In this study, the team from the University
of Melbourne, Argonne's Center for Nanoscale Materials in Illinois and the
University of Chicago synthesized and studied tiny gold rods with a width 5000
times smaller than the thickness of a human hair.
The work will be published online this week in Nature Nanotechnology.
Professor John Sader from the Department of Mathematics and Statistics, University
of Melbourne says that in the same way as a classroom ruler decreases its frequency
of vibration when an eraser is attached, nanomechanical mass sensors work by
measuring their change in vibration frequency as mass is added.

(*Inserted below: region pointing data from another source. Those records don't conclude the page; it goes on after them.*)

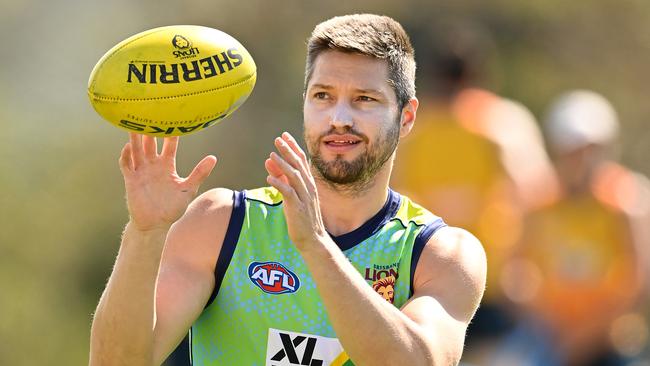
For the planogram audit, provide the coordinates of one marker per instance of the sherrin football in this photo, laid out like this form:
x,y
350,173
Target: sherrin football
x,y
172,80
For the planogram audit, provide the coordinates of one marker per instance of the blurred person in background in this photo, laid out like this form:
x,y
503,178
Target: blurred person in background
x,y
579,271
476,159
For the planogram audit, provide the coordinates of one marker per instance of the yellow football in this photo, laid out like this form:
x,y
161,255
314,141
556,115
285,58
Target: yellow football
x,y
172,80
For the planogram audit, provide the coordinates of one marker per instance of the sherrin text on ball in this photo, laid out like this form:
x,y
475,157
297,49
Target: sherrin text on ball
x,y
172,80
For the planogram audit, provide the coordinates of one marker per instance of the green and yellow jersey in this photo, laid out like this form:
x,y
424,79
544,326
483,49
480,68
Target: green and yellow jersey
x,y
266,309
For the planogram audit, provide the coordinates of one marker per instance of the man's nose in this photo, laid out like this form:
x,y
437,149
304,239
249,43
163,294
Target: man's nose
x,y
341,116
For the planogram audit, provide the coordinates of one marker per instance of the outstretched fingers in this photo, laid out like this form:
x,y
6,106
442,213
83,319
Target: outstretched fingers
x,y
295,157
126,163
293,144
200,172
137,154
170,146
293,177
150,147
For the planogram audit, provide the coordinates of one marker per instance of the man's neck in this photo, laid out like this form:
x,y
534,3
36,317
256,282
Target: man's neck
x,y
343,211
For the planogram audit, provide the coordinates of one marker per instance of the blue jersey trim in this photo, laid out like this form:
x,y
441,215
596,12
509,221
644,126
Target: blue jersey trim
x,y
229,241
420,241
370,227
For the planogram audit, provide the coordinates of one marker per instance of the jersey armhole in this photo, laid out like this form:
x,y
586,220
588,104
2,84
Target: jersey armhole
x,y
418,245
229,242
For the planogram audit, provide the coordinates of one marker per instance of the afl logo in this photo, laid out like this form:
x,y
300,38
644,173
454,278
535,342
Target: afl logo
x,y
181,42
273,278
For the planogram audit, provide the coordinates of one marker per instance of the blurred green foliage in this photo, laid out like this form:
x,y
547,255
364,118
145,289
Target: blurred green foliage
x,y
61,194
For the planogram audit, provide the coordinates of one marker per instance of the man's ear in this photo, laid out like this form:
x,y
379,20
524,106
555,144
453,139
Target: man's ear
x,y
408,117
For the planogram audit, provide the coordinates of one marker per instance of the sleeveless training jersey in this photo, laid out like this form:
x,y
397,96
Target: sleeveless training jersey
x,y
265,308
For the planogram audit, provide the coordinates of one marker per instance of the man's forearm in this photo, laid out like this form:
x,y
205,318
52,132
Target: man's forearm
x,y
372,331
122,329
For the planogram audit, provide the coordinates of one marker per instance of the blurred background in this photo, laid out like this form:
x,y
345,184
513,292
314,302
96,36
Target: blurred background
x,y
61,192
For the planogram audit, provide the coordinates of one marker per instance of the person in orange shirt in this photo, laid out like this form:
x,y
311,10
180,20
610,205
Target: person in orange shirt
x,y
578,274
477,159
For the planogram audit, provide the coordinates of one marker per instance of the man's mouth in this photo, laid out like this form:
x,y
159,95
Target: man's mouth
x,y
341,140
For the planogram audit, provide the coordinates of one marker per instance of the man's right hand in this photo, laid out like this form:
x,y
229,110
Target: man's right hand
x,y
156,196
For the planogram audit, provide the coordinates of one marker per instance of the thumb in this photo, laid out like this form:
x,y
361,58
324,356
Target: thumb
x,y
201,171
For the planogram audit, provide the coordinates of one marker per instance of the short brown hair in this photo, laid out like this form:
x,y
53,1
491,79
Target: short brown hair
x,y
371,35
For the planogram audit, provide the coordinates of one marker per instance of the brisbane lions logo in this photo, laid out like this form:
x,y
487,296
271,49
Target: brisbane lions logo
x,y
273,278
386,288
181,42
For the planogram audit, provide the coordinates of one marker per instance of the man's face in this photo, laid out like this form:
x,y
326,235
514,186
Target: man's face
x,y
351,117
387,293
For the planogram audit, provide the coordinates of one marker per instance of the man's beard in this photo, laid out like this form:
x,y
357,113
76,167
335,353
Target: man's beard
x,y
356,175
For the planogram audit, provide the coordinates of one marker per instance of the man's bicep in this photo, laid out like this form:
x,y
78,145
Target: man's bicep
x,y
186,277
181,295
448,286
442,331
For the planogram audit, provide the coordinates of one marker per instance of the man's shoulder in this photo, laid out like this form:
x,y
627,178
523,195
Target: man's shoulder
x,y
410,211
454,257
213,206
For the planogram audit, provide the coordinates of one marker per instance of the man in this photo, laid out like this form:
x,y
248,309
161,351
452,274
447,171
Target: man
x,y
489,159
274,275
579,271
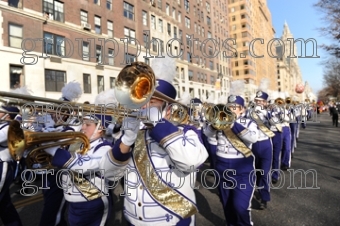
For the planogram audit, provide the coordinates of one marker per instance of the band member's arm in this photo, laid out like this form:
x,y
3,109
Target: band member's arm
x,y
184,148
3,134
246,131
115,161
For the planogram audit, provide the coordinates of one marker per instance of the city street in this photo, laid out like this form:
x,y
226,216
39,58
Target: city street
x,y
293,202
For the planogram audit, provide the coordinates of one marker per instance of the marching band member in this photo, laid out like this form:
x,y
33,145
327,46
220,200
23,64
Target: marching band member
x,y
293,113
277,140
286,144
8,213
54,202
162,160
263,148
81,172
233,151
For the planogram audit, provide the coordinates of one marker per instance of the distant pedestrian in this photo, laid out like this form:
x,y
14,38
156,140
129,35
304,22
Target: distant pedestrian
x,y
335,115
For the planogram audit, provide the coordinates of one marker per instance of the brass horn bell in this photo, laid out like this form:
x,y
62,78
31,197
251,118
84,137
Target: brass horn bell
x,y
279,101
220,116
19,140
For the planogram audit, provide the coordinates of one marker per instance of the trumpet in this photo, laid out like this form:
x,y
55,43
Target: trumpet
x,y
18,141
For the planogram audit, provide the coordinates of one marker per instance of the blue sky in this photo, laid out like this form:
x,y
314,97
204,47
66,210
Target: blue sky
x,y
303,20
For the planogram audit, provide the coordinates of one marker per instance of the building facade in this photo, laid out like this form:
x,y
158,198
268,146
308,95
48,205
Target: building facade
x,y
251,30
46,43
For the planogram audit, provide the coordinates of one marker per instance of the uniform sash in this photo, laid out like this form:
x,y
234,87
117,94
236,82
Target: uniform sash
x,y
261,125
160,192
237,143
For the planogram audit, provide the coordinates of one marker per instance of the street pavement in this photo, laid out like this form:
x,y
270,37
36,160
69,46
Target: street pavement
x,y
293,202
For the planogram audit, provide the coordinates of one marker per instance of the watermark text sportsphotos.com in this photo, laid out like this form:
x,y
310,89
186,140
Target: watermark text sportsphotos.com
x,y
209,48
31,113
173,178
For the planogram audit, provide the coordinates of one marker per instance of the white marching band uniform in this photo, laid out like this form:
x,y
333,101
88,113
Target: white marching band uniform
x,y
160,167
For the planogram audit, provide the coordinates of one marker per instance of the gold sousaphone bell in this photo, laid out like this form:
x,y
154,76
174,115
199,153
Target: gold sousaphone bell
x,y
219,116
19,140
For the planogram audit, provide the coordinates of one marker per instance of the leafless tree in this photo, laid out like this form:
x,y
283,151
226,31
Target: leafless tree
x,y
331,79
331,11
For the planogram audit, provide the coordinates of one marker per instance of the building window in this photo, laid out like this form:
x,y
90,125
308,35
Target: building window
x,y
187,5
130,34
169,29
13,3
54,10
159,4
211,65
189,57
109,4
83,16
130,58
190,75
207,5
212,80
160,25
54,44
146,40
15,75
87,83
54,80
97,25
100,83
15,35
145,18
86,51
187,22
167,9
110,29
112,82
129,11
153,22
99,54
208,21
111,56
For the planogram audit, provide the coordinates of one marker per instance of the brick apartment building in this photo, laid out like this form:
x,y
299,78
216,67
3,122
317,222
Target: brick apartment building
x,y
84,41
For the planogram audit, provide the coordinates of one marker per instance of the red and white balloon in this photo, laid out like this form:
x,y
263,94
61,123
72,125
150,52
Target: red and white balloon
x,y
299,88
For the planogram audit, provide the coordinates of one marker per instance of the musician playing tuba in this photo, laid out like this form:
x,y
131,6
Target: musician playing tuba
x,y
8,213
232,150
160,158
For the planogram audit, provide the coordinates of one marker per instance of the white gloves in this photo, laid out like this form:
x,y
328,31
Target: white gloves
x,y
153,114
131,127
48,129
209,131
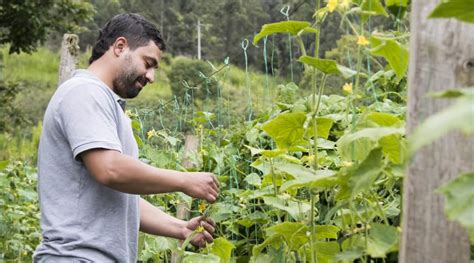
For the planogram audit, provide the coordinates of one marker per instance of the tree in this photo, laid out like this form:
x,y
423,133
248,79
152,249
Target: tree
x,y
25,24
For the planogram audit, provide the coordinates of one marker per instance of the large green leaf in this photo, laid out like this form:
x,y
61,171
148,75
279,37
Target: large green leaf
x,y
383,119
394,147
323,232
296,210
355,146
395,54
291,27
253,179
459,205
396,3
286,129
195,257
383,239
459,9
327,66
454,93
363,175
458,116
294,233
322,179
325,251
372,7
223,249
347,256
323,126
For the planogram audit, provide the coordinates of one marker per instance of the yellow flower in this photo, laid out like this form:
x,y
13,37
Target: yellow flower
x,y
200,229
362,41
151,133
346,4
347,87
347,164
332,4
202,207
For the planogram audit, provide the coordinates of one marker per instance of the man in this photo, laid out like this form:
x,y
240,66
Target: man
x,y
89,175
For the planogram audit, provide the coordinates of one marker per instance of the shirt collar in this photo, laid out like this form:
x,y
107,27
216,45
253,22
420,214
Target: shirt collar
x,y
88,74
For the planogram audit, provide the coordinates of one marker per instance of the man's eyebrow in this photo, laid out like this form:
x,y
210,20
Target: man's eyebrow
x,y
153,62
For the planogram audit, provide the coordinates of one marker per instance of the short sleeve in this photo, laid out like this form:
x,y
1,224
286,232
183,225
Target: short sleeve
x,y
86,116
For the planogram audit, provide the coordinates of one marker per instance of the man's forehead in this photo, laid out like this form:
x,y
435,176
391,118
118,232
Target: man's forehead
x,y
150,50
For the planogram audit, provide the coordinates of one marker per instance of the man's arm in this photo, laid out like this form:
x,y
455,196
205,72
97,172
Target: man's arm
x,y
125,174
156,222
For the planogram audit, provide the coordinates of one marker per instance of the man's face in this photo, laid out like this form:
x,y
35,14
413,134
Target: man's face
x,y
137,69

The sensitivity of such nanomechanical devices is intimately connected to how
much energy they displace. So researchers needed to understand how damping (loss
of energy) is transferred both to the fluid surroundings and within the nanostructures.
With the lower the damping, the purer the mechanical resonance and higher the
sensitivity.
It has not previously been possible to determine the rate at which vibrations
in metal nanoparticle systems are damped, because of significant variations
in the dimensions of the particles that have been studied – which masks
the vibrations.
However, by studying a system of bipyramid-shaped gold nanoparticles with highly
uniform sizes and shapes, the researchers overcame this limitation.
"Previous measurements of nanomechanical damping have primarily focused
on devices where only one- or two-dimensions are nanoscale, such as long nanowires.
Our measurements and calculations provide insight into how energy is dissipated
in devices that are truly nanoscale in all three-dimensions," says Professor
Sader.
Illuminating these bipyramidal nanoparticle systems with an ultra-fast laser
pulse, set them vibrating mechanically at microwave frequencies. These vibrations
were long-lived and for the first time damping in these nanoparticle systems
could be interrogated and characterized.
Moreover, the researchers separated out the portion of damping that is due
to the material itself and that surrounding liquid for which they developed
a parameter-free theoretical model that quantitatively explains this fluid damping.